Host Application Hangs When Accessing Memory - 2023.1 English

Vitis Unified Software Platform Documentation: Application Acceleration Development (UG1393)

Document ID
UG1393
Release Date
2023-07-17
Version
2023.1 English
Application hangs can also be caused by incomplete DMA transfers initiated from the host code. This does not necessarily mean that the host code is wrong; it might also be that the kernels have issued illegal transactions and locked up the AXI.
  1. If the platform has an AXI firewall, such as in the Vitis target platforms, it is likely to trip. The driver issues a SIGBUS error, kills the application, and resets the device.
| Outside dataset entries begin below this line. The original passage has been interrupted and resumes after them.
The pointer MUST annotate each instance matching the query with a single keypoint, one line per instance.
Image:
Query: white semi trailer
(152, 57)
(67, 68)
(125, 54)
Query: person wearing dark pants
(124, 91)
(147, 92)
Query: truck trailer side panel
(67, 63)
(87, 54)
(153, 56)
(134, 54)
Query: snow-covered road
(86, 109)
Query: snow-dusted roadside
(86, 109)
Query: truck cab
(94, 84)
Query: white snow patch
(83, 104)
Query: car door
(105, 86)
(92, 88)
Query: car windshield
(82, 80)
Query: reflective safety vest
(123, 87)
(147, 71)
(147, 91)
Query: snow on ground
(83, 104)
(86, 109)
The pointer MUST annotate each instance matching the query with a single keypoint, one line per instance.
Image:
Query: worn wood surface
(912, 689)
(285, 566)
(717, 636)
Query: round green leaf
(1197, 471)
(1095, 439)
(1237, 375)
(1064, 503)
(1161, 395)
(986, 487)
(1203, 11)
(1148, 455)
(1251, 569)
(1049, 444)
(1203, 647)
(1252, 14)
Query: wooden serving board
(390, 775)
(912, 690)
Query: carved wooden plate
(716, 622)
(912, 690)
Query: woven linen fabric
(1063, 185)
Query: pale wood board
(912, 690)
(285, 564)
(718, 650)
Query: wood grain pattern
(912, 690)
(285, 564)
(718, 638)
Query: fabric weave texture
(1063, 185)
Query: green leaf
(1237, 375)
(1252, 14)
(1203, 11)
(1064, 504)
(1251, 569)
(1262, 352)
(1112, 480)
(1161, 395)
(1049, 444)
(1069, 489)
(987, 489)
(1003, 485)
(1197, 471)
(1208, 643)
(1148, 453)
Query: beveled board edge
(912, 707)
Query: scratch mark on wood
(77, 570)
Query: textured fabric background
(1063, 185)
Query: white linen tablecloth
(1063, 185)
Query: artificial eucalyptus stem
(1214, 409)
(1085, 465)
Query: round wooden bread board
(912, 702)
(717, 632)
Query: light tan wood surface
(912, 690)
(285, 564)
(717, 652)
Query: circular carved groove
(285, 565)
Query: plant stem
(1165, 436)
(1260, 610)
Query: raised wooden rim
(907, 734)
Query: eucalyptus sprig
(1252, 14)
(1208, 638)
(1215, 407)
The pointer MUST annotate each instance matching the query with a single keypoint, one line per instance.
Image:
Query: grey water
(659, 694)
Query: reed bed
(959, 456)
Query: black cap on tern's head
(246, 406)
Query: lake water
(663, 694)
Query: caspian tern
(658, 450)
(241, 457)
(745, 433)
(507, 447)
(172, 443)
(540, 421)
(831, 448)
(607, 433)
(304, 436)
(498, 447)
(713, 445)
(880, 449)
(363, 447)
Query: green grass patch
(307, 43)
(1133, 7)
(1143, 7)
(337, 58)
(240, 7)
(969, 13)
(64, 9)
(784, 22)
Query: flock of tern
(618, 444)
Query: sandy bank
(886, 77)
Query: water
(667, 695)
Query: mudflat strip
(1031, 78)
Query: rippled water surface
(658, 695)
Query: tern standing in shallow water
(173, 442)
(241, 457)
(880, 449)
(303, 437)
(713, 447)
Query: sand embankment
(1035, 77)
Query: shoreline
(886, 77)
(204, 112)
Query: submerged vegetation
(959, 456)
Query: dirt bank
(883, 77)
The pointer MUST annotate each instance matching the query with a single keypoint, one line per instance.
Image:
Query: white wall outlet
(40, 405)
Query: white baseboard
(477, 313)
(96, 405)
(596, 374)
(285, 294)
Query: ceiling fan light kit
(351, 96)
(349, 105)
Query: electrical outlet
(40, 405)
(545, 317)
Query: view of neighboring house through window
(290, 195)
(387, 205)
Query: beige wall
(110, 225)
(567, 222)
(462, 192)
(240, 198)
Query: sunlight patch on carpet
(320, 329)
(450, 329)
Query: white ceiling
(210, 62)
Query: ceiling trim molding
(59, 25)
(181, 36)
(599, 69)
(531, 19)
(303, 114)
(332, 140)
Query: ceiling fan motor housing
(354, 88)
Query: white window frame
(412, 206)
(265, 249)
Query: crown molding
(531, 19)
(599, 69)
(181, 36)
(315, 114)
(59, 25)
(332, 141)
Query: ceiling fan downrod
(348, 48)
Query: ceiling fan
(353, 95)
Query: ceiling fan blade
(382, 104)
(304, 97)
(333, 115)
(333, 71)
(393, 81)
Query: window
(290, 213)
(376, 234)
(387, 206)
You can check this by running the following command:
    xbutil examine -d <bdf> -r firewall

    The following figure shows such an error in the firewall status:

    Firewall Last Error Status:
    		0:		0x0	 (GOOD)
    		1:		0x0	 (GOOD)
    		2:		0x80000 (RECS_WRITE_TO_BVALID_MAX_WAIT). 
    				  Error occurred on Tue 2017-12-19 11:39:13 PST
    
    Xclbin ID:	0x5a39da87
    Tip: If the firewall has not tripped, the Linux tool, dmesg, can provide additional insight.
  2. When you know that the firewall has tripped, it is important to determine the cause of the DMA timeout. The issue could be an illegal DMA transfer, or kernel misbehavior. However, a side effect of the AXI firewall tripping is that the health check functionality in the driver resets the board after killing the application; any information on the device that might help with debugging the root cause is lost. To debug this issue, disable the health check thread in the xclmgmt kernel module to capture the error. This uses common Unix kernel tools in the following sequence:
    1. sudo modinfo xclmgmt: This command lists the current configuration of the module and indicates if the health_check parameter is ON or OFF. It also returns the path to the xclmgmt module.
    2. sudo rmmod xclmgmt: This removes and disables the xclmgmt kernel module.
    3. sudo insmod <path to module>/xclmgmt.ko health_check=0: This re-installs the xclmgmt kernel module with the health check disabled.
      Tip: The path to this module is reported in the output of the call to modinfo.
  3. With the health check disabled, rerun the application. You can use the kernel instrumentation to isolate this issue as previously described.